ViCA-NeRF: View-Consistency-Aware 3D Editing of Neural Radiance Fields
Jiahua Dong, Yu-Xiong Wang
TL;DR
ViCA-NeRF addresses the challenge of multi-view consistent 3D editing of NeRFs under text instructions. It introduces two regularization signals—depth-guided geometry and learned latent alignment in a 2D diffusion model—to propagate edits from edited key views to the full scene. The method operates in two stages: first, editing key views and blending into a coherent dataset; second, refining the NeRF with the updated data, aided by warm-up and post-refinement. Experiments show improved consistency and detail and a speedup over Instruct-NeRF2NeRF, enabling efficient, controllable 3D editing across diverse scenes.
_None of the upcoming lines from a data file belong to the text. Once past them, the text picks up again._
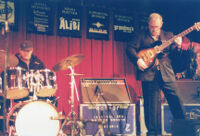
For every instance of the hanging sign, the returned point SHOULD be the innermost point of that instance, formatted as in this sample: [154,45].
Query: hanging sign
[123,26]
[69,21]
[98,24]
[39,17]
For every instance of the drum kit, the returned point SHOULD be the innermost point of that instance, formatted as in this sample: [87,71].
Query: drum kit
[36,117]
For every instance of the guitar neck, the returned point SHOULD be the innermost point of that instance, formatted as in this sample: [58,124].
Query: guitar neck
[167,43]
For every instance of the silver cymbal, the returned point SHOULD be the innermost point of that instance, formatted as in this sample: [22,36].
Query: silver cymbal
[13,61]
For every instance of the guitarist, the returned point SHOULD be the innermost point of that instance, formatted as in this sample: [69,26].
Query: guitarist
[160,77]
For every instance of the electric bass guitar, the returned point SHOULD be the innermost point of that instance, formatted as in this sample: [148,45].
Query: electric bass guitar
[149,55]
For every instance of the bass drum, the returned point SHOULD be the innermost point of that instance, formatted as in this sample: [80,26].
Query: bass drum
[33,119]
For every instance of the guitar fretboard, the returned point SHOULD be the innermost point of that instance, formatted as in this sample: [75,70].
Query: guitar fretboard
[167,43]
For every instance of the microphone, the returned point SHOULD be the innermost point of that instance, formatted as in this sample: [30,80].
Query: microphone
[6,26]
[96,90]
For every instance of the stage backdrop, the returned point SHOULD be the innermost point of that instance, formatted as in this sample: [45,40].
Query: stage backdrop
[103,59]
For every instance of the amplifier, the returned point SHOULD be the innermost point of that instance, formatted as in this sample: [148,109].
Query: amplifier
[192,112]
[189,91]
[119,119]
[104,90]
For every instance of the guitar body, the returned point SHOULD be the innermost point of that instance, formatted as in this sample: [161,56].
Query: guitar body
[149,57]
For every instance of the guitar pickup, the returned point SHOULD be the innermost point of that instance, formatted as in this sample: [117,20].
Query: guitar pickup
[157,49]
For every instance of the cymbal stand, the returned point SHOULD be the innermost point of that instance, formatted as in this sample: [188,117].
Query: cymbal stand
[72,114]
[7,63]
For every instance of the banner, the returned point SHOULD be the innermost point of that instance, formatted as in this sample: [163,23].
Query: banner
[123,26]
[39,17]
[10,10]
[69,21]
[98,24]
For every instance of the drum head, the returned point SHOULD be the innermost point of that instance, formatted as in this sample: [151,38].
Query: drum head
[34,120]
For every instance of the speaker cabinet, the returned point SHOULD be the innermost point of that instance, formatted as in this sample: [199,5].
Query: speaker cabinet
[189,91]
[106,90]
[186,127]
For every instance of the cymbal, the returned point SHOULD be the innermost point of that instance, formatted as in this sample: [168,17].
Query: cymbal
[13,61]
[69,61]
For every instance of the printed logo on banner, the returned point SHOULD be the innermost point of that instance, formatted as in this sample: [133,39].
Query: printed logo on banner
[123,26]
[98,24]
[10,14]
[10,11]
[39,17]
[69,21]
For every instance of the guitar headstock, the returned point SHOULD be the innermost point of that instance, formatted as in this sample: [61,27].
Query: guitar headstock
[197,26]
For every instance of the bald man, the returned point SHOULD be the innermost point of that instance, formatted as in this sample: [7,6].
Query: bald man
[158,78]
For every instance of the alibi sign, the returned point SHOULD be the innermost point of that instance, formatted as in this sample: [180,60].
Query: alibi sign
[7,11]
[69,21]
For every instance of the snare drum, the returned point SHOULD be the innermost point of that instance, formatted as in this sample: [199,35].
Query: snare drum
[48,86]
[16,83]
[33,118]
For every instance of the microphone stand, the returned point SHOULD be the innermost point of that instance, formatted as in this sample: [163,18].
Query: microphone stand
[6,66]
[108,133]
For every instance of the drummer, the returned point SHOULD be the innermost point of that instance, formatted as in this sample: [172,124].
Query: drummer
[29,62]
[26,58]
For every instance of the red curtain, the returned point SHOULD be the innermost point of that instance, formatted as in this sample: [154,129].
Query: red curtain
[103,59]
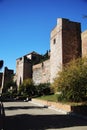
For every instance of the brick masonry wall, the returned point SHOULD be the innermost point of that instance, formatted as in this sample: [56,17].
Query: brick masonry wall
[84,43]
[56,49]
[71,40]
[41,72]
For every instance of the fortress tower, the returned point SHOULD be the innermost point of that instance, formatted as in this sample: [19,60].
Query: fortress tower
[65,44]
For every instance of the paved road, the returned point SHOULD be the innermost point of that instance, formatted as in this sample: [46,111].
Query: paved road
[29,116]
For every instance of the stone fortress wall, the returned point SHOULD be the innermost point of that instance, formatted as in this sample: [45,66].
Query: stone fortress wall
[65,44]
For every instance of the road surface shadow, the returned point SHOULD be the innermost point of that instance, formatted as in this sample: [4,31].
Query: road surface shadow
[24,107]
[41,122]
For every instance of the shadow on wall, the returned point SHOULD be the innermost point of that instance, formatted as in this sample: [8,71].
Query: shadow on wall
[2,115]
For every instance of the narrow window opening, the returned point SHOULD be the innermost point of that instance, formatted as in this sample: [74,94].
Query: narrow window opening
[54,41]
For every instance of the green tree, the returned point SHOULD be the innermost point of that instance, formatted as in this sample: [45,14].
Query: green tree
[71,82]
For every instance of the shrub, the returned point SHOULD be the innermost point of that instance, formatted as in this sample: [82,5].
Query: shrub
[43,89]
[71,82]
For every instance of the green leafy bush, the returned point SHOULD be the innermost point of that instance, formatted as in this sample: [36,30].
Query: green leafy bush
[71,82]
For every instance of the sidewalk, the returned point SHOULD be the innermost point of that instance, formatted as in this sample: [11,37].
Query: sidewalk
[66,109]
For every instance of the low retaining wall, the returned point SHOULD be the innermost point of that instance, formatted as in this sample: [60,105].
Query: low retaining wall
[81,109]
[56,105]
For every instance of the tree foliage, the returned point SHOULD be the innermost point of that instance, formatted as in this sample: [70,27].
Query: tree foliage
[27,87]
[71,82]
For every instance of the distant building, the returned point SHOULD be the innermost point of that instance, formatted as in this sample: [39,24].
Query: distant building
[65,44]
[24,66]
[84,43]
[7,76]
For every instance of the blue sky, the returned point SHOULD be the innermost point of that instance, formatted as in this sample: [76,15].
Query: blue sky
[25,25]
The approach provides publicly available code and broad applicability to real-world editing tasks.
Abstract
We introduce ViCA-NeRF, the first view-consistency-aware method for 3D editing with text instructions. In addition to the implicit neural radiance field (NeRF) modeling, our key insight is to exploit two sources of regularization that explicitly propagate the editing information across different views, thus ensuring multi-view consistency. For geometric regularization, we leverage the depth information derived from NeRF to establish image correspondences between different views. For learned regularization, we align the latent codes in the 2D diffusion model between edited and unedited images, enabling us to edit key views and propagate the update throughout the entire scene. Incorporating these two strategies, our ViCA-NeRF operates in two stages. In the initial stage, we blend edits from different views to create a preliminary 3D edit. This is followed by a second stage of NeRF training, dedicated to further refining the scene's appearance. Experimental results demonstrate that ViCA-NeRF provides more flexible, efficient (3 times faster) editing with higher levels of consistency and details, compared with the state of the art. Our code is publicly available.